Of course public need on this massive scale cannot be met by pro bono lawyers and law students alone, although they have an important contribution to make. In the admirable work of the Citizenship Foundation in schools, and also in the Streetlaw law school schemes, law students are particularly good at communicating to younger audiences what the law is all about, often using mock trial scenes and role play to make it all more vivid.
It would be absurd to suppose that Government can respond immediately in a joined-up way to the Taskforce’s call for action. While Government is getting its act together – and more than one department, particularly the Ministry for Communities, must be involved – I would like to see the Minister of Justice appointing his own PLE envoy, who will need to be every bit as charismatic as the Attorney-General’s pro bono envoy. With a similarly powerful co-ordinating committee the PLE movement could be taken forward strategically in a well-directed way pending the day when an appropriate centre may be set up with statutory powers in accordance with the Taskforce’s recommendations.
So much for PLE. As for one-to-one legal advice, pro bono help must always be seen a vitally important add-on, and never as a substitute for publicly funded legal aid, and there can never be enough of it. In spite of all our contemporary worries, however, there is still a huge amount of public money – more than £2 billion of it – being pumped into legal help and representation. I have been saddened to watch the availability of civil legal aid being cut back so much in my professional lifetime, but this is a fact of life. It would be silly to think that any Government will do much to reverse this trend, even if some of the money currently available can be shuffled around more sensibly. There are no votes to be gained by paying a larger amount of public money overall to lawyers in private practice.
Legislation enacted this year will empower courts to direct that if pro bono lawyers win a case, their opponents should pay the costs that they would ordinarily have charged into a fund created to maintain and extend the pro bono movement. That is all to the good. There is also something more that government, and indeed other major clients in search of a lawyer, might usefully do. At present their procurement exercises often take into account the scale of a firm’s commitment to diversity or to the environment.

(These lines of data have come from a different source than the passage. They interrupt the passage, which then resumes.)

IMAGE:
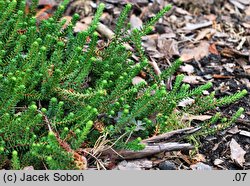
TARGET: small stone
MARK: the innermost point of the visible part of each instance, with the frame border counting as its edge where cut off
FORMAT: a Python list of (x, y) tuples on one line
[(167, 165)]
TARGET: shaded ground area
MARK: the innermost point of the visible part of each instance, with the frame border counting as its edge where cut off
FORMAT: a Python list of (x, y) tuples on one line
[(213, 39)]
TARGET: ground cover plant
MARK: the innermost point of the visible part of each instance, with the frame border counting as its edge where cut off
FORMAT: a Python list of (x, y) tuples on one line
[(60, 93)]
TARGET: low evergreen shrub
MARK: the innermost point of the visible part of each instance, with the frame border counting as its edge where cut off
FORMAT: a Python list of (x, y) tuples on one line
[(60, 92)]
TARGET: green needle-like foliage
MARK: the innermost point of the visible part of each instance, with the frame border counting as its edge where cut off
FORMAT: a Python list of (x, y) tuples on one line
[(60, 92)]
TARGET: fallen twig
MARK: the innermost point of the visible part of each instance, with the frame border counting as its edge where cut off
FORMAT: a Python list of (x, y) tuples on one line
[(149, 150)]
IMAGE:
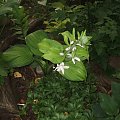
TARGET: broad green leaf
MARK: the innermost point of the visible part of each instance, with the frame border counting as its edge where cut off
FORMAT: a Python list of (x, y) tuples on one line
[(68, 37), (3, 70), (108, 104), (117, 117), (82, 53), (116, 92), (75, 72), (47, 45), (18, 55), (53, 56), (7, 6), (98, 111), (33, 39)]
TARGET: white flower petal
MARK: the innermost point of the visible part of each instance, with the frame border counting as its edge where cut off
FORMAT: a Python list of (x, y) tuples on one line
[(60, 67), (69, 55), (76, 58), (61, 54), (74, 48), (73, 60), (67, 49), (80, 45)]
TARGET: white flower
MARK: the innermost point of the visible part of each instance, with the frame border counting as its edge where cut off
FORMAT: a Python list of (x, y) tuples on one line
[(71, 42), (75, 59), (80, 45), (61, 54), (74, 48), (67, 49), (60, 67), (69, 55)]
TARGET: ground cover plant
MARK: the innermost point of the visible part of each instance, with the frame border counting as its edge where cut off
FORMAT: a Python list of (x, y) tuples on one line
[(75, 39)]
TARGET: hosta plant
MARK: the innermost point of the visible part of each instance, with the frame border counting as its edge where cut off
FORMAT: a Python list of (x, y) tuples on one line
[(68, 58)]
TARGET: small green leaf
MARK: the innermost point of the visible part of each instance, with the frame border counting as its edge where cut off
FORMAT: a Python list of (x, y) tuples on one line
[(18, 55), (75, 72), (82, 53), (116, 92), (117, 117), (33, 39), (108, 104), (3, 72)]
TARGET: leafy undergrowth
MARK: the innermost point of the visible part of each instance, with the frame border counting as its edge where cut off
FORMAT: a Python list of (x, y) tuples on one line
[(55, 98)]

It would be nice if they were to place just as much weight on the scale of its commitment to pro bono work. If this were done, and if all the other developments mentioned in the final part of this lecture were to bear rich fruit, how much better things would be for our widows and orphans, our poor people (so far as they do not already qualify for publicly funded legal help), and for those who at present are lost in a complex world through which they all too often have no legal compass to guide them.